Building AI Agents with Claude: Lessons from Production

After running AI agents in production at Hakimo AI, I've collected hard-won lessons about what makes them reliable, maintainable, and genuinely useful. Here's what I wish I'd known at the start.

The Architecture That Worked

AI Agent Architecture — Plan-Execute pattern with tool orchestration

Our AI Operator handles security monitoring across 2000+ cameras. The core insight was treating the agent as an orchestrator, not a monolith.

interface AgentConfig {
  model: "claude-opus-4-6" | "claude-sonnet-4-6";
  tools: Tool[];
  maxIterations: number;
  systemPrompt: string;
}

async function runAgent(
  config: AgentConfig,
  userMessage: string
): Promise<AgentResult> {
  const messages: Message[] = [{ role: "user", content: userMessage }];

  for (let i = 0; i < config.maxIterations; i++) {
    const response = await anthropic.messages.create({
      model: config.model,
      system: config.systemPrompt,
      tools: config.tools,
      messages,
    });

    if (response.stop_reason === "end_turn") {
      return { success: true, output: extractText(response) };
    }

    const toolResults = await executeTools(response.content);
    messages.push(
      { role: "assistant", content: response.content },
      { role: "user", content: toolResults }
    );
  }

  return { success: false, error: "Max iterations reached" };
}

The Plan-Execute Pattern

For complex investigations, a two-phase approach dramatically improved reliability:

Planning phase — Claude generates a structured investigation plan
Execution phase — Claude executes each step, collecting evidence

async function investigateIncident(incidentId: string): Promise<Report> {
  // Phase 1: Plan
  const plan = await generatePlan(incidentId);

  // Phase 2: Execute each step
  const evidence: Evidence[] = [];
  for (const step of plan.steps) {
    const result = await executeStep(step);
    evidence.push(result);
  }

  // Phase 3: Synthesize
  return synthesizeReport(plan, evidence);
}

This reduced investigation time by 83% compared to our previous manual process.

The 20+ Tool Problem

Our agent has over 20 diagnostic tools. Early on, we made every tool available in every request. This caused two problems:

Claude would sometimes choose a slow tool when a fast one would do
Large tool schemas inflated context windows unnecessarily

The fix was dynamic tool selection:

function selectRelevantTools(context: IncidentContext): Tool[] {
  const always = [queryLogs, getAlertHistory];
  const conditional: Tool[] = [];

  if (context.hasCameraAlerts) conditional.push(getCameraFeed, checkPTZ);
  if (context.hasAccessEvents) conditional.push(queryAccessLogs);
  if (context.isHighSeverity) conditional.push(escalateToHuman);

  return [...always, ...conditional];
}

Key insight: The model doesn't need to see every tool. Give it the right tools for the context, not all tools always.

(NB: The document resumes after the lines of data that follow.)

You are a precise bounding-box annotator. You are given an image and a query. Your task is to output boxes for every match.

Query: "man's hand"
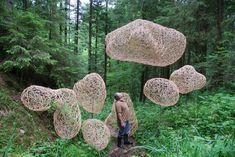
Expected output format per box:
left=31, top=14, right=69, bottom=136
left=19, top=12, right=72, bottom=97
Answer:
left=121, top=122, right=125, bottom=128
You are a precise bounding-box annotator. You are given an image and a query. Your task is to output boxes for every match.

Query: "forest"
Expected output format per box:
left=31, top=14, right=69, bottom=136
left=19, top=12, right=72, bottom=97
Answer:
left=0, top=0, right=235, bottom=157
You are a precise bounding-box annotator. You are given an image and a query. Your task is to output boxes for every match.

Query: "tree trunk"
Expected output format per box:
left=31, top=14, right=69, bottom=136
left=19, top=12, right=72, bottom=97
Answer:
left=22, top=0, right=29, bottom=10
left=88, top=0, right=93, bottom=73
left=60, top=1, right=63, bottom=45
left=64, top=0, right=68, bottom=45
left=74, top=0, right=80, bottom=54
left=104, top=0, right=108, bottom=83
left=94, top=1, right=99, bottom=71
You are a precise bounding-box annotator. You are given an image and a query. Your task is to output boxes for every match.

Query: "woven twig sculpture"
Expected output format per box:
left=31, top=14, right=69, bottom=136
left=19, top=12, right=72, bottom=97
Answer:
left=105, top=93, right=138, bottom=137
left=73, top=73, right=106, bottom=113
left=82, top=119, right=110, bottom=150
left=144, top=78, right=179, bottom=106
left=21, top=85, right=53, bottom=111
left=170, top=65, right=206, bottom=94
left=53, top=89, right=81, bottom=139
left=52, top=88, right=77, bottom=106
left=105, top=19, right=186, bottom=66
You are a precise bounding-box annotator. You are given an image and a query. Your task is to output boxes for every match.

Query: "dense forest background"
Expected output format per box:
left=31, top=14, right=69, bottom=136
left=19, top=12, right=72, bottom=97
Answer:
left=0, top=0, right=235, bottom=95
left=0, top=0, right=235, bottom=156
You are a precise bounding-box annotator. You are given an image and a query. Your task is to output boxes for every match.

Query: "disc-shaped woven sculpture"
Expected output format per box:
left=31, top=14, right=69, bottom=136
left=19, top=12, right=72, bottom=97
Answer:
left=144, top=78, right=179, bottom=106
left=170, top=65, right=206, bottom=94
left=82, top=119, right=110, bottom=150
left=73, top=73, right=106, bottom=113
left=53, top=103, right=81, bottom=139
left=105, top=93, right=138, bottom=137
left=105, top=19, right=186, bottom=66
left=21, top=85, right=52, bottom=111
left=52, top=88, right=77, bottom=106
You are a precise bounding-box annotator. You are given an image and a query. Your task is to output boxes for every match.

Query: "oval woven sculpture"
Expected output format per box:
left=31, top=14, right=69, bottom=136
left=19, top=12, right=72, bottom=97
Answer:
left=73, top=73, right=106, bottom=113
left=82, top=119, right=110, bottom=151
left=170, top=65, right=206, bottom=94
left=105, top=93, right=138, bottom=137
left=52, top=88, right=77, bottom=106
left=53, top=98, right=81, bottom=139
left=144, top=78, right=179, bottom=106
left=21, top=85, right=52, bottom=111
left=105, top=19, right=186, bottom=67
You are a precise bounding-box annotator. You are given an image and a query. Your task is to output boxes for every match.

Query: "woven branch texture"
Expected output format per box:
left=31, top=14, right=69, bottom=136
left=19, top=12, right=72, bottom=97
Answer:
left=82, top=119, right=110, bottom=151
left=21, top=85, right=53, bottom=111
left=170, top=65, right=206, bottom=94
left=52, top=88, right=77, bottom=106
left=53, top=100, right=81, bottom=139
left=105, top=93, right=138, bottom=137
left=105, top=19, right=186, bottom=67
left=73, top=73, right=106, bottom=113
left=144, top=78, right=179, bottom=106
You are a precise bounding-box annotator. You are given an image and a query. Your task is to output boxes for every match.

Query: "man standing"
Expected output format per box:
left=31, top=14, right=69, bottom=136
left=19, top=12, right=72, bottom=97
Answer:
left=114, top=93, right=132, bottom=148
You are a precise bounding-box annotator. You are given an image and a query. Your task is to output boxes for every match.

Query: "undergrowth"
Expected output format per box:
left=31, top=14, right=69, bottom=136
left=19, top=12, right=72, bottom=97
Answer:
left=0, top=89, right=235, bottom=157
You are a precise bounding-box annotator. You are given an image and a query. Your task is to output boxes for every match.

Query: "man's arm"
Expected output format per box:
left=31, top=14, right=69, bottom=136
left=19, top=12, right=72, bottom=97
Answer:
left=115, top=103, right=124, bottom=127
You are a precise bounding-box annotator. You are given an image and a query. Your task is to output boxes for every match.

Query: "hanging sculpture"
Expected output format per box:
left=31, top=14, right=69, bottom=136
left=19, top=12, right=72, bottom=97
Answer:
left=170, top=65, right=206, bottom=94
left=144, top=78, right=179, bottom=106
left=73, top=73, right=106, bottom=113
left=105, top=19, right=186, bottom=67
left=53, top=88, right=81, bottom=139
left=21, top=85, right=53, bottom=111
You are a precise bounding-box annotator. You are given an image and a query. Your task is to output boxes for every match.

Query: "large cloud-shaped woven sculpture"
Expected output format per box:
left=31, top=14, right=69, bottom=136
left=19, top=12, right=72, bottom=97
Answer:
left=82, top=119, right=110, bottom=150
left=73, top=73, right=106, bottom=113
left=53, top=88, right=81, bottom=139
left=105, top=93, right=138, bottom=137
left=105, top=19, right=186, bottom=67
left=21, top=85, right=53, bottom=111
left=144, top=78, right=179, bottom=106
left=170, top=65, right=206, bottom=94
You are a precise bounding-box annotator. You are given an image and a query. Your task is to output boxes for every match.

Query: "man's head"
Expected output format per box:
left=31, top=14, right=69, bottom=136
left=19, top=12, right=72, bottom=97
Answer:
left=114, top=93, right=123, bottom=101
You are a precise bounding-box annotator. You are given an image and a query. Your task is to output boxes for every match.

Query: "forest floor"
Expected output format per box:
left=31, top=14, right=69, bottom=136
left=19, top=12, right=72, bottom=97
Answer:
left=0, top=75, right=235, bottom=157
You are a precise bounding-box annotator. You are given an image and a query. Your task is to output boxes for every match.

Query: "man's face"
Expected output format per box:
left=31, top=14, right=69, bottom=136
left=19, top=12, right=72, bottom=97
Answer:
left=119, top=93, right=124, bottom=99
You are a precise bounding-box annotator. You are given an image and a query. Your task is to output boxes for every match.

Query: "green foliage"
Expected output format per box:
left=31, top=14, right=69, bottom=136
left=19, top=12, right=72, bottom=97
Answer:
left=135, top=93, right=235, bottom=157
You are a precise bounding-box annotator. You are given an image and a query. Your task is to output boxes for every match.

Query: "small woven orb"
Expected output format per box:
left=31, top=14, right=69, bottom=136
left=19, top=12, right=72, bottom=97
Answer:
left=144, top=78, right=179, bottom=106
left=53, top=103, right=82, bottom=139
left=105, top=93, right=138, bottom=137
left=105, top=19, right=186, bottom=67
left=170, top=65, right=206, bottom=94
left=52, top=88, right=77, bottom=106
left=21, top=85, right=52, bottom=111
left=82, top=119, right=110, bottom=151
left=73, top=73, right=106, bottom=113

Observability Is Non-Negotiable

Running agents without observability is flying blind. We use Opik for LLM tracing. Three metrics that matter most:

Tool call success rate — Are tools returning useful results?
Iteration count distribution — Is the agent getting stuck in loops?
Token usage per investigation — Are costs predictable?

import { track } from "opik";

const trackedAgent = track(runAgent, {
  name: "security-investigation",
  tags: ["production", "v2"],
  capture: ["input", "output", "tool_calls"],
});

Auto-Scaling with KEDA

At 600 RPM peak, a single agent instance wasn't enough. We use KEDA to scale based on queue depth:

apiVersion: keda.sh/v1alpha1
kind: ScaledObject
metadata:
  name: ai-operator
spec:
  scaleTargetRef:
    name: ai-operator-deployment
  triggers:
    - type: redis
      metadata:
        listName: incident-queue
        listLength: "5" # Scale up when >5 incidents queued
  minReplicaCount: 2
  maxReplicaCount: 20

What I'd Do Differently

Start with evals early. We added LLM evals six months in. The earlier you have them, the safer you can move fast.
Version your prompts like code. System prompt changes can have surprising effects. Treat them as deploys.
Budget tokens explicitly. Set hard limits on context window usage per operation. Runaway contexts kill costs.

Building AI agents for production is still more art than science. But the patterns above have held up across thousands of real incidents.